There are 3 type of provisioners which are commonly used:-

  1. File Provisioner
  2. Local-exec provisioner
  3. Remote exec provisioner



File Provisioner

File provisioner is used to copy files from the local server (where terraform code is being run) to the remote server instance on cloud like EC2

Local-exec provisioner

This provisioner runs any command or execute any code or invokes any executable locally on the server where terraform is installed after remote resource is created.

Remote-exec provisioner

This provisioner executes set of commands or initiates code on the remote resource after the resource gets created.

Important things to remember about Provisioners

  1. Provisioners block of code is integrated in the ‘Resource’ block.
  2. By default, provisioners run after the resource is created.
  3. If the provisioner fails, the resource is marked as ‘tainted’ This means that specific resource would be recreated after ‘terraform apply’ command would run next time. Moreover, if the provisioner would fail, terraform apply command itself would also fail.
  4. We can alter the default behaviour of provisioners and mention “when = destroy” This would mean that now that specific provision would NOT run at the time of resource creation, rather it would run when the resource would be destroyed (with ‘terraform destroy’ command). Example

resource “aws_instance” “web_jaspreet_server” {

  # Block of code goes here to create EC2 instance

  provisioner “local-exec” {

    when    = destroy

    command = “echo ‘Resource would be destroyed'”

  }

}

  • Terraform Apply command would fail if provisioner would fail, however, we can alter this behaviour by using on_faliure attribute by providing it a value of either continue or fail

resource “aws_instance” “web_jaspreet_server” {

  # Code to create resource would go here

  provisioner “local-exec” {

    command    = “echo The server’s IP address is ${self.private_ip}”

    on_failure = continue

  }

}

  • Because we would be using provisioner block of code inside the resource block and if there would be a need to use the IP of the same resource. As an example

resource “aws_instance” “web_jaspreet_server” {

  # Code to create resource would go here

  provisioner “local-exec” {

    command    = “echo The server’s IP address is ${self.private_ip}”

    on_failure = continue

  }

}

In this case, we would NOT use aws_instance. web_jaspreet_server.private_ip. Rather we would use the self object as highlighted in yellow.

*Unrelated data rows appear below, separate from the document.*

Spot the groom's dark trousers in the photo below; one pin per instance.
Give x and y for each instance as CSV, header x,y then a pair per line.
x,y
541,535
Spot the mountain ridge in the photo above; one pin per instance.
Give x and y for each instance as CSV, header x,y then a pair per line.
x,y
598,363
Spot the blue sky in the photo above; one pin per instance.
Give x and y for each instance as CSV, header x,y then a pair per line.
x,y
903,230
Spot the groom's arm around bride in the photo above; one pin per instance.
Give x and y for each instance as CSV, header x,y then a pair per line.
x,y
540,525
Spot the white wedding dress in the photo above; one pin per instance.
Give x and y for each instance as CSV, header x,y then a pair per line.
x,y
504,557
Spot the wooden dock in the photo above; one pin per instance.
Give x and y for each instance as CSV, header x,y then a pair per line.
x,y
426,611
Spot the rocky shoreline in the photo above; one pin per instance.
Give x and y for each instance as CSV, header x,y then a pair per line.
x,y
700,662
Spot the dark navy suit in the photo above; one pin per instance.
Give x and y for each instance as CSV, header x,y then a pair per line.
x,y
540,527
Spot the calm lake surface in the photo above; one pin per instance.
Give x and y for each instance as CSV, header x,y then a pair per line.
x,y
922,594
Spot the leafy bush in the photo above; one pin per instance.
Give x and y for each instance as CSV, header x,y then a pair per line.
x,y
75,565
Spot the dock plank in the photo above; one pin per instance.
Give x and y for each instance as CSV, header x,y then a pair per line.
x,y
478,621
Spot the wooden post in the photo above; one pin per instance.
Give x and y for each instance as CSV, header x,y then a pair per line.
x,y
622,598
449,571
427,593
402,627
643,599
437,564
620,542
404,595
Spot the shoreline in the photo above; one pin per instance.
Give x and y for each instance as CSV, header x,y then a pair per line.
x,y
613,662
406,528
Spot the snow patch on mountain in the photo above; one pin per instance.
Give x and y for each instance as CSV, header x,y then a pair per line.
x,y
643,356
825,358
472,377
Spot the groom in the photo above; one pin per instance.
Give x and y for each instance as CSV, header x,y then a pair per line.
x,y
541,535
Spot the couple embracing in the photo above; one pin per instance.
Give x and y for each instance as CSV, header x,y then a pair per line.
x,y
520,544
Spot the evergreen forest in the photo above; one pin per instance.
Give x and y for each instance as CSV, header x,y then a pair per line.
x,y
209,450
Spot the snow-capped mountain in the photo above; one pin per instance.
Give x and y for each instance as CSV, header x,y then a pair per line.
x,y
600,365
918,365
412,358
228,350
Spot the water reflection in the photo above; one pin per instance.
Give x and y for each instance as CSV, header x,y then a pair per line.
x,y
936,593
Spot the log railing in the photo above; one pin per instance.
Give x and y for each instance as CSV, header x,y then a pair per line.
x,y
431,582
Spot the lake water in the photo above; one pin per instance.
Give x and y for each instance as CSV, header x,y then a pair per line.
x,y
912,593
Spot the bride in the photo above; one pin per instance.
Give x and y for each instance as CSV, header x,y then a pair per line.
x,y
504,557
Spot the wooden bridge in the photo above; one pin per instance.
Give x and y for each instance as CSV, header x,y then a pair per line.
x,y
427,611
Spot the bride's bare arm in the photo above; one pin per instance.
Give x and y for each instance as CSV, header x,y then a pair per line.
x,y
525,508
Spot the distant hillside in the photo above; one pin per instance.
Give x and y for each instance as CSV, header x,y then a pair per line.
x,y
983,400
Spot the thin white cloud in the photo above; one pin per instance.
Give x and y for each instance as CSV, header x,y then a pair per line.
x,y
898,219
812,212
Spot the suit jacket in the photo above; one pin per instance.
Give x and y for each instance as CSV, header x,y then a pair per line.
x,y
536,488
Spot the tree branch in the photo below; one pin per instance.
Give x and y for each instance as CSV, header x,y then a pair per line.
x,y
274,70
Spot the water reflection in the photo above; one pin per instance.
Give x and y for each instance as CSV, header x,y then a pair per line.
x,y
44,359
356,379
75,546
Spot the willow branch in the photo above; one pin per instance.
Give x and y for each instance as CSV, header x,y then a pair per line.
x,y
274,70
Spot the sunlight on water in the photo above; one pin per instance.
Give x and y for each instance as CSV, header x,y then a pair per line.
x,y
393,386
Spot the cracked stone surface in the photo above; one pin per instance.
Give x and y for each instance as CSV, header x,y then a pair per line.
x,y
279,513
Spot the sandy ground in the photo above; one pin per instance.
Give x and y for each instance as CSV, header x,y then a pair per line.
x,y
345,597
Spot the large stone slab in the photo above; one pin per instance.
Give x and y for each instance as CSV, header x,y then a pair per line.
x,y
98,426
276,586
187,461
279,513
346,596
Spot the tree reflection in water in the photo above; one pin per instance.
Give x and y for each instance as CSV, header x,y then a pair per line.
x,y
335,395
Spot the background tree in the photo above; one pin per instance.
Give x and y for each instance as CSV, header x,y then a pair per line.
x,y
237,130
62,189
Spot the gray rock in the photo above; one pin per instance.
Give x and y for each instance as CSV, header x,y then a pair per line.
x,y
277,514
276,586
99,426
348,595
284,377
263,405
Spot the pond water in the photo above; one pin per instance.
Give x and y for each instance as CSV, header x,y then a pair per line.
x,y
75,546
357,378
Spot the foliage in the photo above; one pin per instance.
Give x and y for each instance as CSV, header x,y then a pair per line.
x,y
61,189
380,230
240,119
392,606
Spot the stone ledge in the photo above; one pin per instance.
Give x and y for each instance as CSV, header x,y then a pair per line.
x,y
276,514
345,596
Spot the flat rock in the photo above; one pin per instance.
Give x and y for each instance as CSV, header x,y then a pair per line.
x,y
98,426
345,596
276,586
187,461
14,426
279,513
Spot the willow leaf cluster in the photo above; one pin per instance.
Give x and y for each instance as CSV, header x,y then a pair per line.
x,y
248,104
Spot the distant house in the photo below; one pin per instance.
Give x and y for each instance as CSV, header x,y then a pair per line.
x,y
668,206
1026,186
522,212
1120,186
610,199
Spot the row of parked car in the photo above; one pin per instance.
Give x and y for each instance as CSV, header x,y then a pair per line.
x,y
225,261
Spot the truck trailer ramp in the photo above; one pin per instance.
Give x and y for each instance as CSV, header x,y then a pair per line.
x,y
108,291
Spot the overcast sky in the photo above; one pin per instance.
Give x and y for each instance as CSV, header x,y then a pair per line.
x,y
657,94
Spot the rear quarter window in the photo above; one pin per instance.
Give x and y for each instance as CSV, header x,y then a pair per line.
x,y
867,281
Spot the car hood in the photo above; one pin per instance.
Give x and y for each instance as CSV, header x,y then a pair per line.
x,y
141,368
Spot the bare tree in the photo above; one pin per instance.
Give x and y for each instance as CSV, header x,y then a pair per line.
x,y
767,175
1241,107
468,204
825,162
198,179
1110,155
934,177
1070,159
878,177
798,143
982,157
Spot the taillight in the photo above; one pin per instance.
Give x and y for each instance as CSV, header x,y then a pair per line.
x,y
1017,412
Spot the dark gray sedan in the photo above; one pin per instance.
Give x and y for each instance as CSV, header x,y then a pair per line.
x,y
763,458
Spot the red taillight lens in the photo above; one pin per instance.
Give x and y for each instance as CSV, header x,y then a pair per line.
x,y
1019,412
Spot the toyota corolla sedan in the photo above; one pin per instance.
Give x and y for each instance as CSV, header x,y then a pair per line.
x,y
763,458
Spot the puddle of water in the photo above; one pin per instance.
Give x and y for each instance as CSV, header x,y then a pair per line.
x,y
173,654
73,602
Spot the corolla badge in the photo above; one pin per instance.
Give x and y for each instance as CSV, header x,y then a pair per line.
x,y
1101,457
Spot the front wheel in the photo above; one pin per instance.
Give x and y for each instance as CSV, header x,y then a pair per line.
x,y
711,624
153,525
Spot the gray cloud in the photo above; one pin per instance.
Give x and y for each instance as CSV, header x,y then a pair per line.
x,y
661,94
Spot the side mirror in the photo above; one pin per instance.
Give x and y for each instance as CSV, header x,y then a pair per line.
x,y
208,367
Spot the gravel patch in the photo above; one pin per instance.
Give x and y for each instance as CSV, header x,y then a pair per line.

  • Local-exec is the only provisioner where do NOT have to use the connection block. Connection block carries information like Username, Key info, protocol info etc to connect to EC2 instance. But since Local-exec provisioner would run on the local server, there is no need to have that block of info in provisioner block.

Let’s understand by doing a practical of Remote-Exec Provisioner

Create Public and Private key – We would use these key when we would provision Ec2 instance. Ran ssh-keygen command to generate the keys

We would use the Public key and Private key generated via ssh-keygen in Section 2 & Section 4 respectively in the code below

Above Code Explanation

Section 1- We defined List variable for ports that we would be using in Section 3 in the for_each loop

Section 2 – Key pair generated here. We would use this Key Name in Section 4, while creating EC2 instance.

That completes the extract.